The paper provides a detailed analysis of the pressure-dependent electronic states and spin configurations of La$_3$Ni$_2$O$_7$ using advanced computational methods, highlighting the role of in-plane Zhang-Rice singlets.

Findings

In-plane Zhang-Rice singlet states dominate the ground state.

Two nearly degenerate charge and spin ordered states are identified.

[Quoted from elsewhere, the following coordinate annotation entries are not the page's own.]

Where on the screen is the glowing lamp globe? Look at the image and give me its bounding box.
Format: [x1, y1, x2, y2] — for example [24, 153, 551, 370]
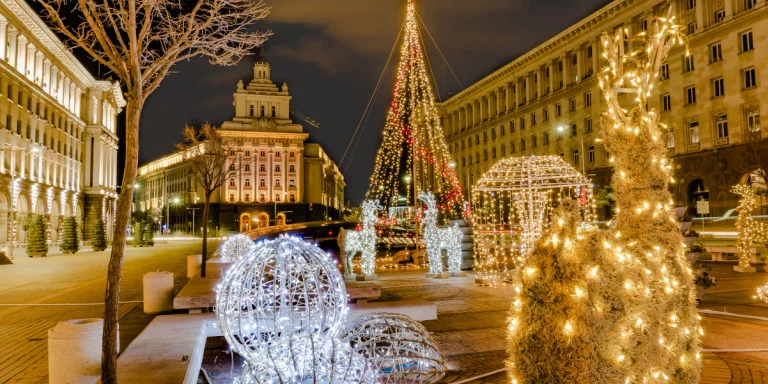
[342, 312, 447, 383]
[216, 235, 348, 361]
[219, 234, 256, 263]
[236, 334, 377, 384]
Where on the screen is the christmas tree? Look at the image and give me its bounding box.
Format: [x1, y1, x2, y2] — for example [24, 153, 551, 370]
[60, 216, 80, 253]
[131, 221, 145, 247]
[91, 218, 107, 252]
[366, 0, 463, 216]
[27, 214, 48, 257]
[507, 10, 702, 384]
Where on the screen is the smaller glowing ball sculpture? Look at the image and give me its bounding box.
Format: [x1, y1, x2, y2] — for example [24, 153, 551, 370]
[235, 334, 377, 384]
[219, 234, 256, 263]
[342, 312, 447, 383]
[216, 235, 348, 362]
[419, 192, 464, 275]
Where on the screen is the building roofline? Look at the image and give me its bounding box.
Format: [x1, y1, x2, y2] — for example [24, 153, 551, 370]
[440, 0, 638, 106]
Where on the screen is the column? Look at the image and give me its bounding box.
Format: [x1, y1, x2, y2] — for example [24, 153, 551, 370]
[16, 33, 27, 75]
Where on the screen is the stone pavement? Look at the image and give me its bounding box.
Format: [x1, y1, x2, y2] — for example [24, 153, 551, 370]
[0, 241, 207, 383]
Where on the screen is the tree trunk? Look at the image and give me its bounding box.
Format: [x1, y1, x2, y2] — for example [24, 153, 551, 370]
[101, 96, 143, 384]
[200, 192, 211, 277]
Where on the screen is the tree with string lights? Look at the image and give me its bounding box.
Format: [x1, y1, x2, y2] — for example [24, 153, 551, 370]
[366, 0, 462, 217]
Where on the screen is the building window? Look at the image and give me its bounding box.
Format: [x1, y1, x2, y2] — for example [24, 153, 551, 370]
[685, 87, 696, 105]
[688, 121, 699, 144]
[715, 9, 725, 23]
[709, 42, 723, 63]
[739, 31, 755, 52]
[661, 93, 672, 111]
[744, 106, 760, 133]
[665, 131, 675, 149]
[715, 114, 728, 139]
[741, 68, 757, 89]
[712, 77, 725, 97]
[683, 54, 695, 73]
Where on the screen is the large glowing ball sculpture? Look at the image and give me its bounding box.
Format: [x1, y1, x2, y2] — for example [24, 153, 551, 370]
[236, 334, 377, 384]
[216, 235, 348, 362]
[218, 234, 256, 263]
[342, 312, 446, 383]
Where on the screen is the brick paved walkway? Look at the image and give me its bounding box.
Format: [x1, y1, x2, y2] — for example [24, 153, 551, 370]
[0, 242, 204, 383]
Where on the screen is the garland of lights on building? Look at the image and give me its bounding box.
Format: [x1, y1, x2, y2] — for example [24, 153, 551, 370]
[472, 156, 595, 285]
[507, 11, 703, 384]
[732, 184, 768, 272]
[366, 0, 463, 216]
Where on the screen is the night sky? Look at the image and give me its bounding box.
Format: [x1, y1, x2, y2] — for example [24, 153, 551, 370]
[139, 0, 608, 205]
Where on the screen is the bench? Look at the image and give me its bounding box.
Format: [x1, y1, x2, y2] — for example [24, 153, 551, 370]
[347, 300, 437, 321]
[98, 313, 222, 384]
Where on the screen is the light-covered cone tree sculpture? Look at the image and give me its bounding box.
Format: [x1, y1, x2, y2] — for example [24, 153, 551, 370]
[507, 9, 702, 383]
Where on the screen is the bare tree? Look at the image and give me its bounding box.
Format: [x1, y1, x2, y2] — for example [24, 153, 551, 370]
[38, 0, 270, 384]
[177, 123, 239, 277]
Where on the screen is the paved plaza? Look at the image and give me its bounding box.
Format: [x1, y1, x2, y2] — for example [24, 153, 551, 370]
[0, 241, 768, 383]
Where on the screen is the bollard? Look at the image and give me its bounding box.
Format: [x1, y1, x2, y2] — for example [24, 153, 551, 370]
[48, 319, 104, 384]
[187, 255, 203, 277]
[144, 272, 173, 313]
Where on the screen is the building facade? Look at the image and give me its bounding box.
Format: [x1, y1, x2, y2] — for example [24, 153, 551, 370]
[0, 0, 125, 255]
[440, 0, 768, 216]
[134, 61, 345, 233]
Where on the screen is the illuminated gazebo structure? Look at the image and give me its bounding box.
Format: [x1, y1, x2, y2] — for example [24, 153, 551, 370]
[471, 155, 595, 285]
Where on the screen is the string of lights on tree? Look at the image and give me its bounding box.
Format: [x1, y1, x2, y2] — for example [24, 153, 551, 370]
[366, 0, 463, 216]
[731, 184, 768, 272]
[507, 11, 703, 383]
[472, 156, 595, 285]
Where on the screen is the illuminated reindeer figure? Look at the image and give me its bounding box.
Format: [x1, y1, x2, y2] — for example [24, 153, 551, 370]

Pressure influences the balance between different spin and charge configurations.

Abstract

Research on nickel-based superconductors has progressed from infinite-layer LaNiO$_2$ to finite-layer La$_{6}$Ni$_{5}$O$_{12}$, and most recently to the Ruddlesden-Popper phase La$_3$Ni$_2$O$_7$, which was found to exhibits onset of superconductivity at $\sim$80\,K under a pressure of $\sim$16\,GPa. Unlike the superconductivity mainly driven by the $d_{x^2-y^2}$ orbital in infinite-layer nickelates, the Ni-$d_{z^2}$ and O-2$p$ orbitals contribute significantly to the low energy states and potentially to the superconducting electron pairing mechanism of La$_3$Ni$_2$O$_7$. Employing density functional calculations and multi-orbital multi-atom cluster exact diagonalization including local exchange and Coulomb interactions, here we analyze the pressure dependent low-energy electronic states of the Ni$_2$O$_9$ cluster, relevant for the bilayer phase of La$_3$Ni$_2$O$_7$. The various possible spin states and the exchange and superexchange mechanisms of the Ni$_2$O$_9$ cluster are quantified via the involvement of the Ni-$3d_{3z^2-r^2}$ orbitals and the atomic Hund's rule exchange, the apical bridging O-$2p_z$ orbitals, and the orbitals involved in the formation of local Zhang-Rice singlet like states. We find that the leading configurations contributiong to the cluster ground-states both for nominal valence and also with local charge fluctuations, do not involve occupation of the apical oxygen, instead they favor formation of in-plane Zhang-Rice singlet like states between an O ligand hole and the Ni $3d_{z^2-y^2}$ orbital. We also highlight two possible charge and spin ordered states suggested by our cluster results, that are nearly degenerate at all relevant pressures within our modelling.